Cuando se piensa que ni los ángeles, ni arcángeles, ni Miguel, ni Gabriel, ni Rafael, ni príncipe alguno de aquellos que vencieron a Lucifer pueden hacer lo que un sacerdote…

Cuando se piensa que Nuestro Señor Jesucristo, en la última cena, realizó un milagro más grande que la creación del universo con todos sus esplendores, y fue convertir el pan y el vino en su Cuerpo y Sangre, para alimentar al pecador, y que este portento, ante el cual se arrodillan los ángeles y los hombres, puede repetirlo cada día un sacerdote…

Cuando se piensa que el otro milagro que solamente un sacerdote puede realizar, perdonar los pecados, y que lo que él ata en el fondo de su humilde confesionario, Dios, obligado por su propia palabra, lo ata en el cielo, y lo que él desata, en el mismo instante lo desata Dios…

Cuando se piensa que la humanidad se ha redimido y que el mundo subsiste porque hay hombres y mujeres que se alimentan cada día de ese Cuerpo y de esa Sangre redentora que sólo un sacerdote puede realizar…

Cuando se piensa que el mundo moriría de la peor hambre si llegara a faltar ese poquito de Pan y ese poquito de Vino…

Cuando se piensa que eso puede ocurrir, porque están faltando las vocaciones sacerdotales; y que cuando eso ocurra se conmoverán los cielos y estallará la tierra, como si la mano de Dios hubiera dejado de sostenerla; y las gentes gritarán de hambre y angustia, y no habrá quien se los de; y pedirán la absolución de sus culpas y no habrá quien los absuelva y morirán angustiados…

Cuando se piensa que un sacerdote hace más falta que un rey, más que un militar, más que un banquero, porque el puede remplazarlos a todos y ninguno puede remplazarlo a él…

Cuando se piensa que un sacerdote cuando celebra en el altar tiene un dignidad infinitamente mayor que un rey y que eso no es un símbolo, ni un embajador de Cristo, sino que es Cristo mismo que está allí repitiendo el mayor milagro de Dios…

Cuando se piensa todo esto, uno comprende la inmensa necesidad de fomentar las vocaciones sacerdotales…

Uno comprende el afán con que, en tiempos antiguos, cada familia ansiaba que de su seno, brotase una vocación sacerdotal.

Uno comprende el inmenso respeto que los pueblos tenían por los sacerdotes, lo que se reflejaba en las leyes.

Uno comprende que el peor crimen que puede cometer alguien es impedir o desalentar una vocación sacerdotal o religiosa.

Uno comprende que si un padre o una madre obstruyen la vocación sacerdotal de un hijo, es como si renunciara a un título de nobleza incomparable.

Uno comprende que más que una Iglesia y más que una escuela y más que un hospital, es un seminario o un Noviciado.

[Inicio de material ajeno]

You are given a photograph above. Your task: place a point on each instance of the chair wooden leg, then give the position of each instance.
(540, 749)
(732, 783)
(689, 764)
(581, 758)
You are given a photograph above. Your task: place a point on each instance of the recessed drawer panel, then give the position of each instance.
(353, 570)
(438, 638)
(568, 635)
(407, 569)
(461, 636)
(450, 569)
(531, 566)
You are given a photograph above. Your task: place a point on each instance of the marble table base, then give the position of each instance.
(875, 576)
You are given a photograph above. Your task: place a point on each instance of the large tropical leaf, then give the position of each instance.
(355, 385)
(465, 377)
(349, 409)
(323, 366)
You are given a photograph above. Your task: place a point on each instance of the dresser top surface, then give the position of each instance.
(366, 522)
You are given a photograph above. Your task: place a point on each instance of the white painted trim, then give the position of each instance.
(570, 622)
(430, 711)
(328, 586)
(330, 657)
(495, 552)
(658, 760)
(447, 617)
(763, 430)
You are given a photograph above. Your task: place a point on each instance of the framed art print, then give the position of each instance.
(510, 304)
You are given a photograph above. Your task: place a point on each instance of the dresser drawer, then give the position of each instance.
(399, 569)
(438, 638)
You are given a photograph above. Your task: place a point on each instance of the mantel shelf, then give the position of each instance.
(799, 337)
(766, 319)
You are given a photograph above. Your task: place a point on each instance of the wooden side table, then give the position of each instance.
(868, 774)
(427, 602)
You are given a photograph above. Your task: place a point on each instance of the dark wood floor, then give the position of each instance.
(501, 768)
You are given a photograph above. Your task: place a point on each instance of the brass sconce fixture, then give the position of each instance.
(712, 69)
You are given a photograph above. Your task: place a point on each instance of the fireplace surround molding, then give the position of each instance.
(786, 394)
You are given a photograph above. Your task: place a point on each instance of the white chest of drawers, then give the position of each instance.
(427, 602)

Uno Comprende que cooperar para construir o mantener un seminario o un noviciado es multiplicar las gracias de la Redención.

Uno comprende que dar para costear los estudios de un joven seminarista o de un novicio es allanar el camino por donde ha de llegar al altar un hombre, que durante media hora, cada día será más digno que todas las dignidades de la tierra y que todos los santos del cielo, pues será Cristo mismo, sacrificando su Cuerpo y su Sangre para alimentar al mundo.